We saw the second night performance at the Folger Shakespeare Library, a very elaborately (for a small theater like the Folger) staged production, with the stage moved to the center and raised up and the audience on four sides all around (occasionally with actors moving among us). The costumes were gorgeous and little goth. Queen Elizabeth, in particular, wore a blood red, form-fitting dress, leather corset, and a great plunging collar of black and red-black feathers. The widow of Henry VI, Margaret, was dressed like a mad woman from your local Renaissance Faire. The men, Richard excepted, wore items like leather trench coats and velvet jackets – all in black. Richard, though, wore a simple, military looking grey overcoat.
When a character died (was killed, usually by one of Richard’s lackeys), the ‘body’ was taken down, beneath the stage, through a series of trapdoors built into the stage. At the end, the central trap door was made translucent by the light on it and a skeleton was visible: a reference to the relatively recent discovery of the historical Richard’s bones beneath a shopping center parking lot.

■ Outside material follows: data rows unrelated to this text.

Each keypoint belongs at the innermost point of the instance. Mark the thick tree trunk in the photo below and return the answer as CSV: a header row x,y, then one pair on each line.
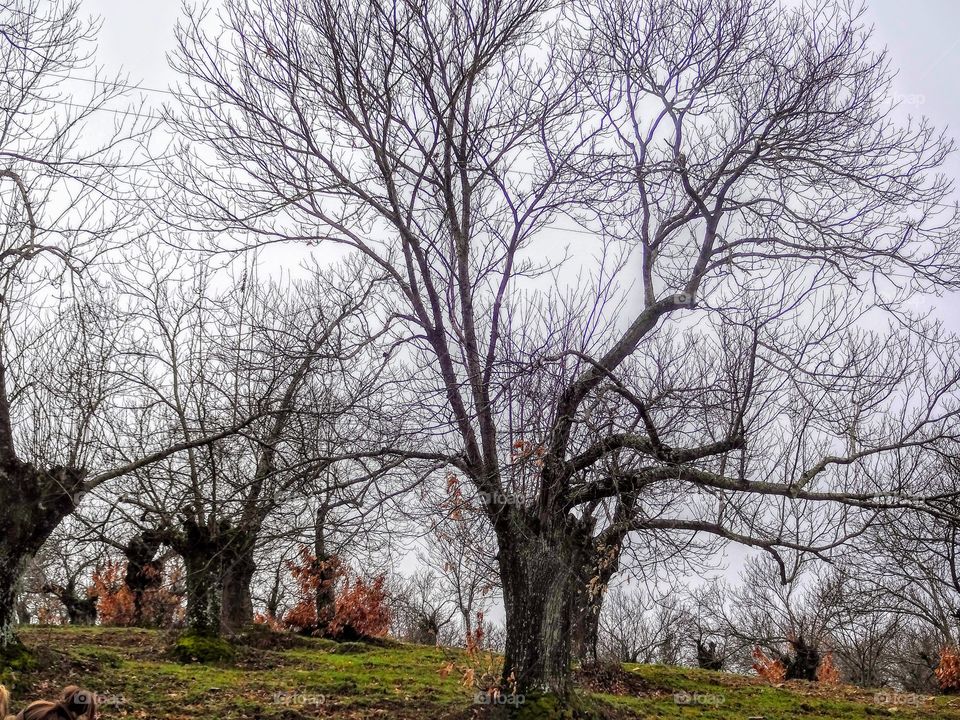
x,y
203,594
601,565
327,569
540,580
201,549
34,502
238,572
144,573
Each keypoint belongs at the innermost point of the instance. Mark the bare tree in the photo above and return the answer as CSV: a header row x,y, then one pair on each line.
x,y
737,162
207,358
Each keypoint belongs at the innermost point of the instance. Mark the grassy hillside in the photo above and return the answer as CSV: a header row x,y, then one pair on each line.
x,y
315,679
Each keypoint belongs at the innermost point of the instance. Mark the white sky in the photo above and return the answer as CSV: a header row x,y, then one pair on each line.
x,y
921,35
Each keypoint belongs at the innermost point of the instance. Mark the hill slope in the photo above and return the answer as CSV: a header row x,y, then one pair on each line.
x,y
317,679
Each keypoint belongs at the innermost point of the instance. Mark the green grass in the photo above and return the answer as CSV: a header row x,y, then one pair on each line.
x,y
295,678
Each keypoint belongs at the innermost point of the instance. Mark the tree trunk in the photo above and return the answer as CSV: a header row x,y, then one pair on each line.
x,y
238,572
201,549
144,572
600,567
34,502
539,586
327,568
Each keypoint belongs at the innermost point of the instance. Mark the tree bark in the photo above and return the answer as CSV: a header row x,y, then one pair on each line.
x,y
540,580
238,572
144,573
201,549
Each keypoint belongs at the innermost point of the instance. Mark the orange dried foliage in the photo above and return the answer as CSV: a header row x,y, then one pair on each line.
x,y
360,604
948,670
770,669
827,672
160,606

Most actors in a production of Richard III are going to seem a little pale in contrast to the oversized presence of Richard himself – exception being Elizabeth. Her height (she was taller than Richard and, indeed, taller than almost everyone else in the play) gave her some physical advantage in matching Richard’s presence. His opening soliloquy breaks the fourth wall (or, in this production’s case, all four fourth walls), something he does several times throughout the first half of the play. The actor played with a strong limp, but was (so my companion assured me) very good looking and radiated an oily, sexual charm. Certainly, one could see Ann falling for him.
Queen Elizabeth did match him well and the greatest sexual tension was not between Richard and Ann nor Richard and Buckingham, but between Richard and Elizabeth. Even when asking for her daughter’s hand in marriage, the real fire was between the two of them. The director even went ahead and made it explicit, with the two of them sharing a brief, but passionate kiss. Had this play been x-rated, you would have expected the two of them to immediately get down to some really dirty hate sex at that point.
Richard did lose me for a bit. Between his initial, risky, but calculated murders and his descent into paranoia, I wasn’t keeping up with where the production was going. But, at some point in the final act, it clicked for me again.
In general, the whole thing was done at a fast pace, well acted, exciting, and innovatively done. And, I finally got to see Richard III performed live!